Pocket the Rocket

Aaliyah is Delphine’s best friend. Some people go further and call her Delph’s only friend. I don’t think that matters. I think if you only have one true friend in your life that’s probably enough. The only concern is if Aaliyah stops being Delph’s friend. I mean, the kid’s eleven. She’s perfectly entitled to. When I was eleven, I shopped around for friendship. This is what makes the breath catch in our throats. Because without Aaliyah Delph really would be lonely.

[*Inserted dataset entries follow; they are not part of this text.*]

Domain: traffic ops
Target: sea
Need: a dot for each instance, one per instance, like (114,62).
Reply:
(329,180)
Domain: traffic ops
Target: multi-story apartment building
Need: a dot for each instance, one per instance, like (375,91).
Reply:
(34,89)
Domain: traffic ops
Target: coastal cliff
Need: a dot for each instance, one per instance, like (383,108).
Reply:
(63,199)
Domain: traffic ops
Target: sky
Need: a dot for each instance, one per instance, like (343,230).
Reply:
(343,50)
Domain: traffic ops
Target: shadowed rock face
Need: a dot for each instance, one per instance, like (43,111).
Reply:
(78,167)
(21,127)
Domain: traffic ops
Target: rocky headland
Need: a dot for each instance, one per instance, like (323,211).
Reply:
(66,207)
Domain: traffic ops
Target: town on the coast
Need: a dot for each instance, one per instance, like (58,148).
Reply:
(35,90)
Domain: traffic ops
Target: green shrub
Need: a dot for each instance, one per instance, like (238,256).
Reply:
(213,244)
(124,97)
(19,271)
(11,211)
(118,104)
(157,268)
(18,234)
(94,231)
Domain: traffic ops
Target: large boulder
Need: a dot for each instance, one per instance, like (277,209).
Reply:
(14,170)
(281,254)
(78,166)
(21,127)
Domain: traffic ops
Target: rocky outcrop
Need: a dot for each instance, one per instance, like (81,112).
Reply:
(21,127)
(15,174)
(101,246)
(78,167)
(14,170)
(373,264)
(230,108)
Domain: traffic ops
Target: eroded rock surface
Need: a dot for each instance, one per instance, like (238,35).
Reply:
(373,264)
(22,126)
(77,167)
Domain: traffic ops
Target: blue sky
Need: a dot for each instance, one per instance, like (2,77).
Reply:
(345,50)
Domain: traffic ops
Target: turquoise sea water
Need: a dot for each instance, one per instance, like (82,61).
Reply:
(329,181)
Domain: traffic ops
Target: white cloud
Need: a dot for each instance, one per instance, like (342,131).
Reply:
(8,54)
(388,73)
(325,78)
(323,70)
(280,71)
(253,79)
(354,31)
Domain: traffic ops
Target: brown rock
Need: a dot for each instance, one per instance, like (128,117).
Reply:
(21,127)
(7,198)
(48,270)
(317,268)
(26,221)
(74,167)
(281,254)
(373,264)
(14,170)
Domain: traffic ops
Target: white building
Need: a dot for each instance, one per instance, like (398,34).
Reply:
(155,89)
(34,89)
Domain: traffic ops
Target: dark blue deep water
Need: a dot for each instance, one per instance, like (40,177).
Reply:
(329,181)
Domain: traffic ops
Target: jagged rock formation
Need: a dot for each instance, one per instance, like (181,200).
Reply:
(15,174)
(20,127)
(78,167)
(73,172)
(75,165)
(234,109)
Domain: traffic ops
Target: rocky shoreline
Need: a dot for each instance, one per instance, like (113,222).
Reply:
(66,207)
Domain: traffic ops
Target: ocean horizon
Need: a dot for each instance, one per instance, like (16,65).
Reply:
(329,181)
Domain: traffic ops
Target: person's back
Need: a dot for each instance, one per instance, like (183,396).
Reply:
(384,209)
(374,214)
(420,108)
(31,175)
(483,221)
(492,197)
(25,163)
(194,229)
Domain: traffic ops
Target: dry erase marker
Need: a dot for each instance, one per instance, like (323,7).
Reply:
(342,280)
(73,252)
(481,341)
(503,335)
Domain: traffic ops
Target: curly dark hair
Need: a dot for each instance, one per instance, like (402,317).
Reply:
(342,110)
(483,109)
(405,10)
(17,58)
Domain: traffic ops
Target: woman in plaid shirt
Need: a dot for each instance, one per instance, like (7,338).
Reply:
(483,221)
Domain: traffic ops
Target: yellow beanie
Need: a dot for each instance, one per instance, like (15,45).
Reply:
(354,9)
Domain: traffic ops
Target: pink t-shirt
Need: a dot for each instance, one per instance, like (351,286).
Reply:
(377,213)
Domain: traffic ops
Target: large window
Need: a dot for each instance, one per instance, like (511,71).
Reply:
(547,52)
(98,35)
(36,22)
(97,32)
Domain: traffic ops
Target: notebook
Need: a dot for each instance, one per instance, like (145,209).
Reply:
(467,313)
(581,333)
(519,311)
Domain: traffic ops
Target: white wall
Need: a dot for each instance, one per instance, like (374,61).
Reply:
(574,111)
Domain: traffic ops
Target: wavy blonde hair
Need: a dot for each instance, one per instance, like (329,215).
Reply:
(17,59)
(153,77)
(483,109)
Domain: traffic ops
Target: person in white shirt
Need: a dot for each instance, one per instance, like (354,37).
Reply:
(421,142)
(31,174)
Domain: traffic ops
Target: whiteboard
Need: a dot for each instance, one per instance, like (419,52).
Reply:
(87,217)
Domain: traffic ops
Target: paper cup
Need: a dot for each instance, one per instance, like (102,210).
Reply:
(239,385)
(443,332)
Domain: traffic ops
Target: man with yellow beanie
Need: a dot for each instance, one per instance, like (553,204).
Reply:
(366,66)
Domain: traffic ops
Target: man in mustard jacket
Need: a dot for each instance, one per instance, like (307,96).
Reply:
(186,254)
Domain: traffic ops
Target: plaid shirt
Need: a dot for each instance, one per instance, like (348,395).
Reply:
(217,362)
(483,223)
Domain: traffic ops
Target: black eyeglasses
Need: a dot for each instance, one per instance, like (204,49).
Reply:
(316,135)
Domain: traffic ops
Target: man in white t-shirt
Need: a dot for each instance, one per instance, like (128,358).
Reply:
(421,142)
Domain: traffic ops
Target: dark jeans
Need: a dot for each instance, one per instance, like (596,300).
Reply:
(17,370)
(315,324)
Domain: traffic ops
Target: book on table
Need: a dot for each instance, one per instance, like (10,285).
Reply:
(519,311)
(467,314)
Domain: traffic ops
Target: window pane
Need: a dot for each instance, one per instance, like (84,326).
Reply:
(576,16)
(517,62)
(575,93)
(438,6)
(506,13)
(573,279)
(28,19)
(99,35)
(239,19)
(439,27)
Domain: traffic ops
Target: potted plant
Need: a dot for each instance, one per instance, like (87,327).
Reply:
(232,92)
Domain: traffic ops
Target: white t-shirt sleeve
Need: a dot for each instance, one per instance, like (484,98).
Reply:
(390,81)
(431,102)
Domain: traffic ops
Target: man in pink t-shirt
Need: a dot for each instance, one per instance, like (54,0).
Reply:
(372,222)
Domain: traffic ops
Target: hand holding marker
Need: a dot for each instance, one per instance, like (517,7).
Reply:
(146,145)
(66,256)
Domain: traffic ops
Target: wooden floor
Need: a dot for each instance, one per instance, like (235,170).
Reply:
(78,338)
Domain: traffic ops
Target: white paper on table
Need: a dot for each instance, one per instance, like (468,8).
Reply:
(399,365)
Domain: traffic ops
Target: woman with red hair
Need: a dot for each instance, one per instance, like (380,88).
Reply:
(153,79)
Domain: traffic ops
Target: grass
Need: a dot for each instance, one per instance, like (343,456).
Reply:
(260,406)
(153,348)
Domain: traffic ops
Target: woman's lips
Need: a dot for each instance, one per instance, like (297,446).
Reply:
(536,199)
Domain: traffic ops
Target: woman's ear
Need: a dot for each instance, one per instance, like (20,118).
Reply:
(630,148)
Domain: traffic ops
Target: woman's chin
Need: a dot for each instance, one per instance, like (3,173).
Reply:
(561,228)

Then reality shows itself. Pocket arrives at our house. Just a side note – as soon as Aaliyah enters the bungalow she assumes the name ‘Polly Pocket’. Jack gave her this name when she was seven years old. It was one of the first times she came round to our house. Jack names everyone you see; he is the family namer. I remember that she pulled a disdainful face even then. She has definitely grown into her name since. Ironic really since she hasn’t grown that much. Still, I hear her referring to herself as Polly Pocket while she’s here, so it can’t be that bad. But only in the bungalow. She is clear on this. Outside the bungalow she is always Aaliyah. Do you think the kid has any problems with knowing her own mind? Exactly.

Polly P comes through the door. ‘Hello, my third home,’ she’ll say. Fin comes to say hello and jumps all over her. She screeches and always gives her a hug. ‘How are Finny Fin? Did you miss me?’ Fin licks her all over.

‘How are you Polly?’ I say while usually in the vicinity of the kitchen sink. I know; stereotypical or what. But I do like a good sink.

Polly never quite answers me. It’s a breezy hi from her and straight to the living room. And there she stays for days. With Delphine. This is because she and Delphine are a self-contained unit. They entertain each other, squabble, laugh uproariously and go to bed reluctantly every night. Then they wake up and do exactly the same thing the next day. And the next.

After two days together, they can get a little grumpy. They’re no different to anyone else who hangs out intensely with someone else for a slightly too long. Do they begin to argue at this point? Get offended and cry as some kids might? Ha! They withdraw from one another instead. Who’s to say that kids aren’t as smart as grown-ups? Aaliyah goes on her phone and Delphine starts to draw. Their great Barbie game comes to a temporary close.

I have to say; in these moments I can get a bit nervous. My imagination tends to run away with me. What if they stop being friends I think? What if Aaliyah doesn’t want to come over anymore? Sometimes too, Aaliyah is around when the family hot-headedness takes over. Nine out of ten it goes like this – Lu gets rude, Jack gets offended and I have to deal with it. Sometimes I don’t deal with it right either and everyone ends up being mad.

At the end of the chaos, I suddenly remember that Polly Pocket is still here. This fact hits me and I have to sit down. Now she definitely won’t want to come back I breathe. Delphine will be lonely now. And sad. So much so that we’ll need to change things around and she’ll need to go to real, sorry I mean mainstream school. Oh shit. I’d better call the school on Monday.

With my heart thumping like a panicky drum, I peek into a quiet living room. Delphine and Aaliyah are playing together as calmly as two children could play. They’ve heard the shouting (obviously) but they certainly aren’t mirroring this bad behaviour. They are doing the opposite: demonstrating how people should behave with one another.

I shake my head and retreat. Later, I’ll bring it up casually when Polly P is in the kitchen.

‘What did you think about the argument earlier, Polly P?’

Aaliyah swallows her water down. ‘It was terrifying.’

My eyebrows raise. ‘You were scared?’

She nods but she doesn’t look scared at all. I’ll go a step further, and say I know that there is zero fear in this child. Without a second look she’ll go straight back into the living room. ‘Delph, I think we should play that Baywatch game again.’

Delph gets up faster than if I’d ever asked her to do a single chore. She wipes her brow. ‘Let’s go.’

Polly P does go home eventually though. And when she’s gone, I admit I do feel my imagination creeping up on me. Insecurities come back knocking. Aaliyah won’t want to come back to this crazy house. She’s going to make other friends and she won’t want to hang out with Delph. I mean, at some point they’re going to have to grow up. And they won’t want to play kids stuff anymore. Right?

The phone pings at the end of the week. ‘Am I coming over this weekend?’ the message will say.

I never answer straight away. I like to leave it a little while. Finally, I’ll start typing. ‘Do you want to come over?’

‘Yes,’ the reply comes back. That’s it. No please and no negotiation. Just yes.

So Saturday arrives and the front door opens. Aaliyah blinks around in satisfaction. ‘Back home,’ she says, ‘thank goodness. And how are you Finny Fin?’ Since Fin is jumping all over her. Just like last week.